ROME – In an editorial piece under his new position as the man in charge of setting the tone for Vatican communications, veteran Italian journalist Andrea Tornielli has called media coverage ahead of a February abuse summit “excessive,” saying the main point of the meeting is getting lost amid the fuss.

Titled “Meeting among pastors with a specific purpose,” in a Jan. 10 editorial for Vatican News, Tornielli said there are “excessive media expectations” regarding a Feb. 21-24 Vatican summit on protecting minors called by Pope Francis for the presidents of bishops’ conferences around the world, and the event is being covered “as if it were … halfway between a council and a conclave.”

“These expectations risk overshadowing the ecclesial significance of a meeting among pastors, among Presidents of Episcopal Conferences of the whole world who, together with the Successor of Peter, will reflect on the theme of abuse,” Tornielli said.

Tornielli, a longtime reporter and Vatican analyst for the Turin daily La Stampa and for the Italian site “Vatican Insider,” was named by Francis as editorial director for the Dicastery of Communications on Dec. 18 – a new position responsible for coordinating the Vatican’s editorial operations.

In Thursday’s editorial, he said the emphasis of the February meeting ought to be on “the universality that is typical of the Catholic Church and that reverberates in the meeting.”

Called by Francis to address the global clerical abuse crisis scarring Catholicism throughout the globe, the summit will gather together some 180 officials, including the heads of bishops’ conferences, members of Vatican departments, members of religious orders and victims themselves.

Given the scandals that prompted the gathering, many consider the February summit Francis’s most high-stakes maneuver since taking office in 2013.

“The presence of bishops from all over the world, called together for the first time to address this painful plague which has been, and is, a source of enormous suffering for victims and of counter-witness to the Gospel, will help to increase everyone’s awareness of the seriousness of the crisis,” Tornielli said, adding that the abuse of minors and abuse prevention “will thus be examined from a perspective that is not solely European or American.”

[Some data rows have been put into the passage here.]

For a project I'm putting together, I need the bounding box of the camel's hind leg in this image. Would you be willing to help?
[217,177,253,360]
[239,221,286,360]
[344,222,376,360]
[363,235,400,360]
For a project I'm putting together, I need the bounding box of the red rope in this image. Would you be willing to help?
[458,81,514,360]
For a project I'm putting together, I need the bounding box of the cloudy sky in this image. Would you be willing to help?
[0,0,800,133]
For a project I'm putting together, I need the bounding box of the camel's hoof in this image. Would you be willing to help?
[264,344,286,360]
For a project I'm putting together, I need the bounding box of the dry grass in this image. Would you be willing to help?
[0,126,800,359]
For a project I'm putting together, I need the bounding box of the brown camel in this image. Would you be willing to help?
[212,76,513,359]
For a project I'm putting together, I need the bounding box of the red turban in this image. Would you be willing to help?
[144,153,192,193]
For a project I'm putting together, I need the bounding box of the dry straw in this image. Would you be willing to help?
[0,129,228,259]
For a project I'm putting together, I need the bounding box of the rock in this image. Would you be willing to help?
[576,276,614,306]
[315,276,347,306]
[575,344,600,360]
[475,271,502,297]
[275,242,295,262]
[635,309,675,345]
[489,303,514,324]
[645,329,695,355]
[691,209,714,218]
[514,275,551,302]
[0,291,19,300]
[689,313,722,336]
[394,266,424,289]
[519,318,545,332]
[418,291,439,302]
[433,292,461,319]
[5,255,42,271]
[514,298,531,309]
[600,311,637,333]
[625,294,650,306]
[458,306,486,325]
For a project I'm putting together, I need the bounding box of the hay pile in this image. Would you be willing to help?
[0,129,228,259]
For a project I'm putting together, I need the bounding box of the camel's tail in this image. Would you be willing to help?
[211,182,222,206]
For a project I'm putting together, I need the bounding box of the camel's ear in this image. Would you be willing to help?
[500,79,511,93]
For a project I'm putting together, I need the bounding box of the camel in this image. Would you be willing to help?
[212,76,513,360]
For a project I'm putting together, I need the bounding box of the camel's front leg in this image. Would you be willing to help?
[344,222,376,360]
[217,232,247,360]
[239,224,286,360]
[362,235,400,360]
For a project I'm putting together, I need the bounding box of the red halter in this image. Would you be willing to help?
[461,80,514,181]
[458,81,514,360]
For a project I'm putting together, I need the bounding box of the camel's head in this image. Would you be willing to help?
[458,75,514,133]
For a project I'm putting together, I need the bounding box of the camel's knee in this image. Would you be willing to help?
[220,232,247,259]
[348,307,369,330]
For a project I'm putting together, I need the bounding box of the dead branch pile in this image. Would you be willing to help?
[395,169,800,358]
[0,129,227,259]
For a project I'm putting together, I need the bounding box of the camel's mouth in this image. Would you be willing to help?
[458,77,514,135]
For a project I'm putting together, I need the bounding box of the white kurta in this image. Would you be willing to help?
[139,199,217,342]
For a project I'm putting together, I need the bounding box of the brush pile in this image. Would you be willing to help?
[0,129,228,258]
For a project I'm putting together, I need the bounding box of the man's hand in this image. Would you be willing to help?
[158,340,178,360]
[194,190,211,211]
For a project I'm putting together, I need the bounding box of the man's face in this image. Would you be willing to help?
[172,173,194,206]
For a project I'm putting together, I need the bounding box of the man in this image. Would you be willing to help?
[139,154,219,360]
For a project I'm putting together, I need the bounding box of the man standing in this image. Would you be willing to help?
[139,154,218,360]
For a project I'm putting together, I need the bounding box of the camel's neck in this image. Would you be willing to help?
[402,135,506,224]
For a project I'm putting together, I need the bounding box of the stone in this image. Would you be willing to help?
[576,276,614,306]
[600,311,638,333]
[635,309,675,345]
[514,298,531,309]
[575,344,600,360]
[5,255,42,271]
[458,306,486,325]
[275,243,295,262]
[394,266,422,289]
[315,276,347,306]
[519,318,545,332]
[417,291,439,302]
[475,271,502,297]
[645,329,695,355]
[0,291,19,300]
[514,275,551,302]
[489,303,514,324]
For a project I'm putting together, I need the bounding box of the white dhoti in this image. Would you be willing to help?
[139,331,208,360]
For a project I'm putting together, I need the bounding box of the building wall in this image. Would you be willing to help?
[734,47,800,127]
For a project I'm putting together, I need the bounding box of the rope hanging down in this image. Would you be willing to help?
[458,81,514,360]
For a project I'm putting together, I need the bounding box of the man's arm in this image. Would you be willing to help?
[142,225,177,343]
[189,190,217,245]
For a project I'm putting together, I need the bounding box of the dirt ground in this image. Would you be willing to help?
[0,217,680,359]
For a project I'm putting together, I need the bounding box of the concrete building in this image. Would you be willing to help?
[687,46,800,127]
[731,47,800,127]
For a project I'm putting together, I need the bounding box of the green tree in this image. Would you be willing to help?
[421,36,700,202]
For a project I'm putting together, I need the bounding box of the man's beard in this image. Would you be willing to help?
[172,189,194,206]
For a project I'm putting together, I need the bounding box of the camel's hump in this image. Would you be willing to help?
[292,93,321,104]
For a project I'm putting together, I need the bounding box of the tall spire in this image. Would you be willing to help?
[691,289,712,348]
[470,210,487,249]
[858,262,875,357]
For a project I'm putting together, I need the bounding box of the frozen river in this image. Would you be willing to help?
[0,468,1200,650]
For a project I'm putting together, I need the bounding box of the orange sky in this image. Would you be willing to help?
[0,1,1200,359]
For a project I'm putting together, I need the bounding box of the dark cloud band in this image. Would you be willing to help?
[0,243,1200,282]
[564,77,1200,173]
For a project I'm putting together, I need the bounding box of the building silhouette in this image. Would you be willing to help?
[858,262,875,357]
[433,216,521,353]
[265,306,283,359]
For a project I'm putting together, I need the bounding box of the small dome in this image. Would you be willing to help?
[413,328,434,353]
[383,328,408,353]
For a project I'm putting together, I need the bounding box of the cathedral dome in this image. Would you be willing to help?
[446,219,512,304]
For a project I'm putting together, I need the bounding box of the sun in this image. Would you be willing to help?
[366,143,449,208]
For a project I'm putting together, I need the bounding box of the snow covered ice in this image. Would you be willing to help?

He said the purpose of the meeting, rather than coming up with sweeping changes, is “to ensure that everyone taking part in it can return to their own country being absolutely clear about what must (and must not) be done with regard to addressing these cases. Namely, what steps must be taken to protect the victims, with respect for the truth and the people involved, in order to ensure that no more cases are stonewalled or covered up.”

When it comes to Church law and legislation, Tornielli stressed the importance of waiting for the summit to happen before speculating what proposals might be made. When this happens, clarifications will likely be made on some parts of canon law that already exist, he said, adding that “this is not a ‘year-zero’ in the fight against abuse,” as several steps have already been taken in the past 16 years.

“The rules on how to respond have been established and strengthened by the will of recent popes,” he said, and with a spiritual tone cautioned that laws and procedures, even when updated and clarified, “can never be enough” if those who are charged with applying them do not convert.

“For this reason, it is important that each of the participants in the meeting listen to the testimonies of surviving victims, and take the witness of Benedict XVI and his successor as an example,” he said, noting that in the past 10 years both Benedict and Francis have met with abuse survivors in different parts of the world.

Quoting Francis, Tornielli said even one case of abuse would be “something itself monstrous,” and the February meeting will serve as an opportunity “to make past mistakes opportunities for eliminating” the scourge of abuse, “not only from the body of the Church but also from that of society.”